Just one example: Doubtless Bay Villas at Coopers Beach in the Far North.
Off the plans in 2006, you could have bought one of the 25 elegant modern villas - each spread over 172sq m, with three bedrooms, stylish bathrooms, finest European appliances, granite benchtops and all the trimmings - for $750,000 to $820,000 (and annual rates bills of $4000-plus, along with body corporate fees of $5000 a year).
Only 10 of the properties had sold by the time the first villas were completed in 2007, and a year ago more than half remained unsold.

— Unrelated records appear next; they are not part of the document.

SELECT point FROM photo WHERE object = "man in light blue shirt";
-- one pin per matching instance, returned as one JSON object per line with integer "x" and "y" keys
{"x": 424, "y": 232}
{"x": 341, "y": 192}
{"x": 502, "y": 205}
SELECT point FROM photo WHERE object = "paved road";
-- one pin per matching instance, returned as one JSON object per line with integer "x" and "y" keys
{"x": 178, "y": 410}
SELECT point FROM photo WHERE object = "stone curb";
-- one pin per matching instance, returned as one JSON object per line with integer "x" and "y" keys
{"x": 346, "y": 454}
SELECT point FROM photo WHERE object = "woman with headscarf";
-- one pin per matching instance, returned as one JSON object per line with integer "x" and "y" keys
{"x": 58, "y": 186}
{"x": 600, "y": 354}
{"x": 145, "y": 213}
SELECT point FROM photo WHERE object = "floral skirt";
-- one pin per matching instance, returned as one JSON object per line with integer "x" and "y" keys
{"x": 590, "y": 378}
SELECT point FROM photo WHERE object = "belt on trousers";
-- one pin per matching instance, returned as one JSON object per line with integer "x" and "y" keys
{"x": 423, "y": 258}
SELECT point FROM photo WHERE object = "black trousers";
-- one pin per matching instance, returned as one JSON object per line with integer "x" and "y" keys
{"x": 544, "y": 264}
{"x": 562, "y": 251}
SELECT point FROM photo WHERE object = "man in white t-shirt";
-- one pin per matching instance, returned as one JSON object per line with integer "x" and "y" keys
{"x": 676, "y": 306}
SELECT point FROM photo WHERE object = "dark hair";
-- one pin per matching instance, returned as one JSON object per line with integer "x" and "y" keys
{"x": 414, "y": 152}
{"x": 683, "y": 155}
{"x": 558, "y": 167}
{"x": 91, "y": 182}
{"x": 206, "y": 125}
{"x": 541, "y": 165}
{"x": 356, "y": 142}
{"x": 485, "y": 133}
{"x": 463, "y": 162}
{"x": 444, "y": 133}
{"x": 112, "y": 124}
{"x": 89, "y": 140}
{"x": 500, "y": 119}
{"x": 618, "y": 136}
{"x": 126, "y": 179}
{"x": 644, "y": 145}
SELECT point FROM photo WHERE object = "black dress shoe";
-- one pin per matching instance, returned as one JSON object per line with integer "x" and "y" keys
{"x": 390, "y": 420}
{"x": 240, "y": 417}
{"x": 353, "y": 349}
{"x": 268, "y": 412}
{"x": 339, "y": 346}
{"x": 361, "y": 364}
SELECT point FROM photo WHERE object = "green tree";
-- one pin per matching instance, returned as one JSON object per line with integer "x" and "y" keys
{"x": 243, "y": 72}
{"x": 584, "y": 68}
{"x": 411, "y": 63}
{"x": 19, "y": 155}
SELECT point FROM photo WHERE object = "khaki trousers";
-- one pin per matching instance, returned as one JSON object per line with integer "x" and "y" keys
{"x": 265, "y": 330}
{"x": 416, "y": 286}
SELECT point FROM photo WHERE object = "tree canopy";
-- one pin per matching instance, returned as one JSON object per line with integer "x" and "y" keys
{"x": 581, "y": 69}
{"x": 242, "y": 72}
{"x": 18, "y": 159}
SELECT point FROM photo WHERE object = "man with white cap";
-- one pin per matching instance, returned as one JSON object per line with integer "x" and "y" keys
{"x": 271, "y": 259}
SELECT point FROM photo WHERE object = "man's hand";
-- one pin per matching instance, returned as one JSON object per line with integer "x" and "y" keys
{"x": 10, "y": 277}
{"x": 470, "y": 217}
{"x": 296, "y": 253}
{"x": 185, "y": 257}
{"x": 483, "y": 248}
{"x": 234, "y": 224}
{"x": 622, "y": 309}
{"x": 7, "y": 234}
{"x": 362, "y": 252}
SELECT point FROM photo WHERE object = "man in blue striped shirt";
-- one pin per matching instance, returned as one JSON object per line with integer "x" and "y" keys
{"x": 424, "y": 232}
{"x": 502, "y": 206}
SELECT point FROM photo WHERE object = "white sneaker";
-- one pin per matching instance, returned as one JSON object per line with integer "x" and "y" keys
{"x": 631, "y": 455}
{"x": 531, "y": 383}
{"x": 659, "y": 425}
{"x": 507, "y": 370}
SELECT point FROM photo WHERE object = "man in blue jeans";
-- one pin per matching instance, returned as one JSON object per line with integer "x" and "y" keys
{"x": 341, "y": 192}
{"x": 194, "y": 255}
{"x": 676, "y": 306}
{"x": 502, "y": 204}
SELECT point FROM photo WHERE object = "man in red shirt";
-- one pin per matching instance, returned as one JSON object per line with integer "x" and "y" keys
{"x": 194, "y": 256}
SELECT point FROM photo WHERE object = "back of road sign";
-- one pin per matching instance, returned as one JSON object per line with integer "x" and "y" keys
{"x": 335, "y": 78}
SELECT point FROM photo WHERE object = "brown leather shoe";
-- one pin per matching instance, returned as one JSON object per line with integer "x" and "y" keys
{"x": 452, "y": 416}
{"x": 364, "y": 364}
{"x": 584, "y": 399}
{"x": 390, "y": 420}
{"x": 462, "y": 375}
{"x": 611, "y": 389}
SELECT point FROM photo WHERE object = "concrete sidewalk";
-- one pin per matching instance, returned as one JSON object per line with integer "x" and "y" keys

Two were sold by mortgagee tender in the spring of 2010 - one for $381,000, the other for $330,000. Both were fully furnished and neither sales cheque would have covered replacement cost, let alone land value.
Now, a year or so on, three more are being offered in a receivership sale, with a starting price of $319,000.
Economist Dr Rodney Dickens, whose Strategic Risk Analysis company closely watches coastal trends, says the region is "drowned in over-supply".
His review of Real Estate Institute median data suggests section prices in the greater Mangonui area - from Taupo Bay to Karikari Peninsula - have fallen 42 per cent from the 2007 peak.
"The demand-supply balance in this market remains extremely challenging for would-be vendors ... and prices will continue to grind lower for some years," he says
He believes the slide has a way to go yet: "The cold hard fact is that prices are still too high relative to what the bulk of would-be holiday home owners can afford."